Besonders wichtig ist außerdem das Urteil des Bundesgerichtshofs vom 25.11.2025, Az. VI ZR 165/23. Danach bezieht sich die hypothetische Einwilligung nur auf die tatsächlich durchgeführte Maßnahme. Keine hypothetische Einwilligung liegt vor, wenn der Patient zwar in eine entsprechende, aber erst später durchgeführte Maßnahme eingewilligt hätte. Damit hat der Bundesgerichtshof die Verteidigung mit rechtmäßigem Alternativverhalten in Aufklärungsfällen weiter eingegrenzt.
Fazit
Die hypothetische Einwilligung ist kein Freifahrtschein für unterlassene Risikoaufklärung. Wer als Arzt oder Krankenhaus eine mangelhafte Aufklärung nicht beweisen kann, trägt grundsätzlich ein erhebliches Haftungsrisiko. Der entscheidende Schutzmechanismus für Patienten liegt darin, dass kein sicherer Nachweis einer Ablehnung verlangt wird.
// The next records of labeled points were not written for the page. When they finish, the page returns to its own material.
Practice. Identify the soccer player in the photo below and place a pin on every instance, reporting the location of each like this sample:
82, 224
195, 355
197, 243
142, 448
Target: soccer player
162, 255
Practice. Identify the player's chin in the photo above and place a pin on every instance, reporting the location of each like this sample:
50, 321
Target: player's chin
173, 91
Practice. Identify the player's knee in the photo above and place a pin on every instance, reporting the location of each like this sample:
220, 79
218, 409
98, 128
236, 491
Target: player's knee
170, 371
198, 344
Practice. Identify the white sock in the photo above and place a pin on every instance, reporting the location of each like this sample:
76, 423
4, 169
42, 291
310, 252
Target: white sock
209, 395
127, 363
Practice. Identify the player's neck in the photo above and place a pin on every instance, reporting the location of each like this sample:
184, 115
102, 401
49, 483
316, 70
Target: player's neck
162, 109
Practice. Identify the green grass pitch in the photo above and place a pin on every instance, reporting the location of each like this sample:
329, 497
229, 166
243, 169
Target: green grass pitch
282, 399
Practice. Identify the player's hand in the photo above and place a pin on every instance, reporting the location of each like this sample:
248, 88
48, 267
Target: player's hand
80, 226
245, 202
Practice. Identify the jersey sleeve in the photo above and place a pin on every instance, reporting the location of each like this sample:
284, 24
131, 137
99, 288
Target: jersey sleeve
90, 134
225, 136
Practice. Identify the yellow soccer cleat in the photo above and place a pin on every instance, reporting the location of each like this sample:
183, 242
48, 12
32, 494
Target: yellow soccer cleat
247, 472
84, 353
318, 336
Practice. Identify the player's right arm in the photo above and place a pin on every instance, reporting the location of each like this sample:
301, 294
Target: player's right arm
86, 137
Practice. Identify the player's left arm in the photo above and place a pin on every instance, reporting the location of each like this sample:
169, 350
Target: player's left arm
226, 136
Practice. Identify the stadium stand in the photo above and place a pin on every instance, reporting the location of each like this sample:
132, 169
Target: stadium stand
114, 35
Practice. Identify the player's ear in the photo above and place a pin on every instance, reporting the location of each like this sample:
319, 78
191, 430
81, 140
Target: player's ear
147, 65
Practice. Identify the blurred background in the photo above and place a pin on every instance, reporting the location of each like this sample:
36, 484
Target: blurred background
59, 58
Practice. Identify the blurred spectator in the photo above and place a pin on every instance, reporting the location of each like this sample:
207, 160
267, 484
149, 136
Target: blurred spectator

Ein plausibel geschilderter Entscheidungskonflikt reicht regelmäßig aus, um die Behandlungsseite in die Beweislast zu bringen. Gerade bei nicht dringlichen Eingriffen, echten Alternativen oder zeitlich verschiebbaren Maßnahmen ist diese Verteidigung deshalb oft angreifbar. Maßgeblich bleibt immer die konkrete Entscheidungssituation des Patienten, nicht eine nachträglich behauptete Standardreaktion.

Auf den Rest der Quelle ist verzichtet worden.